I knew it and yet the hairs rose up on the back of my neck when she did it. It was a moment that I wanted to go on and on and on. I don’t know whether the audience did. I can’t speak for the singers. All I know was that in that moment we were doing it right.

    [as I turned over the wrong page I stuck this bit into the middle of the speech above and I'm pretty sure that the audience didn't notice. Well hopefully they didn't]

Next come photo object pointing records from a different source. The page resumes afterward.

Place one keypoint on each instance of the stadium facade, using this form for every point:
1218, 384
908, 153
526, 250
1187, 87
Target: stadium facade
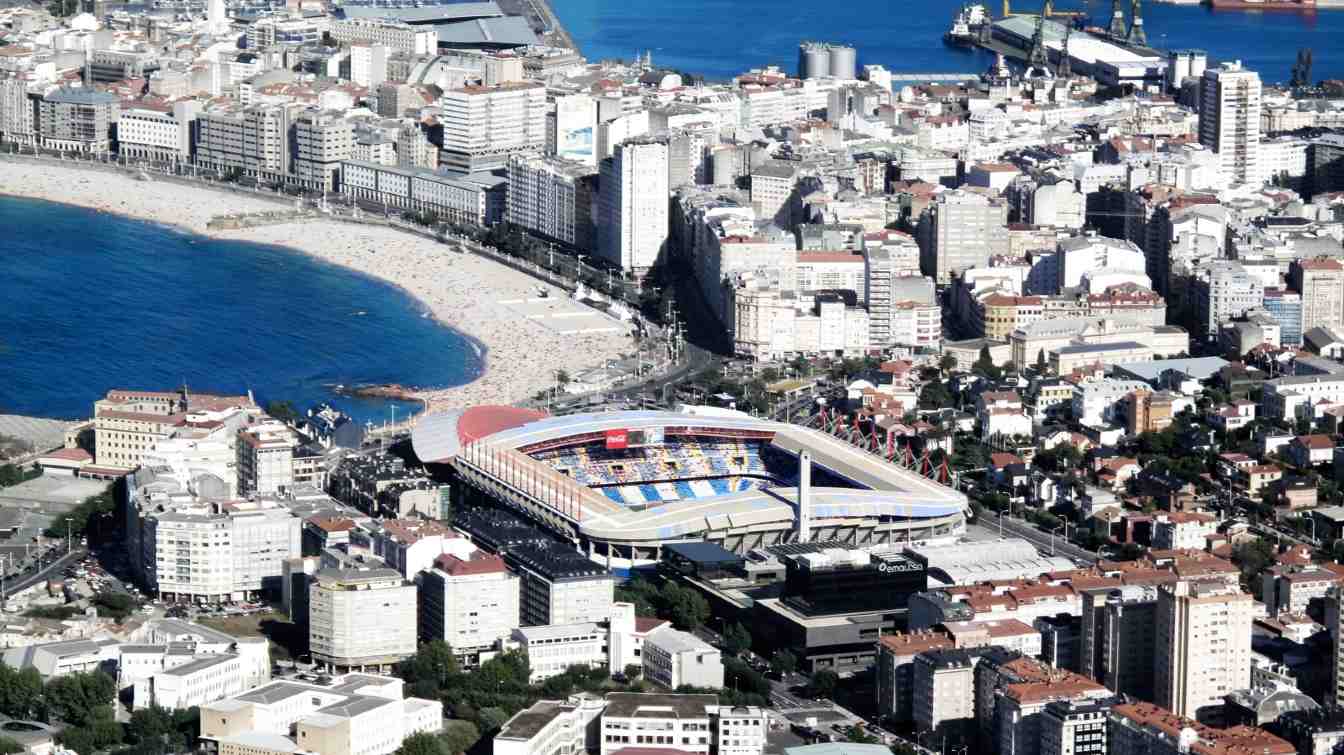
624, 484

    Human beings have been building processional monuments since they could pick up a rock. In Ireland there is a building called Newgrange, a vast passage tomb. At the solstice the sun shines through it’s main passage. It is ancient and magical, 1000 years older than Stonehenge and 600 years older than the pyramids in Giza. I studied it in college and I remember our lecturer (archaeologist Leo Swan now sadly passed away) telling us the story of the white quartz on it’s walls. When they restored it they assumed that it was stuck to the sides of the structure but Leo contended that in fact the quartz had been on the ground around it. When they picked up apparently fallen rocks  around the sides, there was no quartz under them. This is documented as fact but it was his next theory that moved me deeply. He said that he believed that the quartz had been placed around the building to represent the heavens. 
What ancient man had done as an expression of wonder, modern man had interpreted as something else. So they picked the stones up and stuck them to the walls. I have no idea whether this is true or not but of all the things I heard in college, this was the one that stuck with me. It was serendipidity that lead me to Michael’s [the brother's] music while I was drawing up my projects all night and wearing his tape out with all the funny calligraphy on the sides. Michael was picking up the quartz and putting it down again. He didn’t pretend to understand what this ancient music and text was about. Nor did he impose his own interpretation of what it might have been. He simply wondered. When I listened to it so did I.
    Over the years Anúna has undergone many changes. Singers have come and gone. Sometimes we have lost track of where we were going. Mostly the train slightly derailed but always found the tracks at the last moment and it's still running. So here we begin a week of work. You [the school participants] will learn things about your own voices. You will exchange and absorb ideas and you will sing. You may even learn what all true singers know; that you start with the song. It isn’t open to interpretation. It doesn’t have an ego or life or value. It sits and waits for your voice and the voices of those around you. It is your voice that gives it meaning."

    I've stuck a few pics in to illustrate some of the points but they weren't part of the speech. I can't acknowledge the photographers as they're nicked off the web and I'll take them down if there's an issue. I took the one of Sofia. Anyone else have a comment? Please avoid the expressions "up myself" and the word "pretentious" when commenting.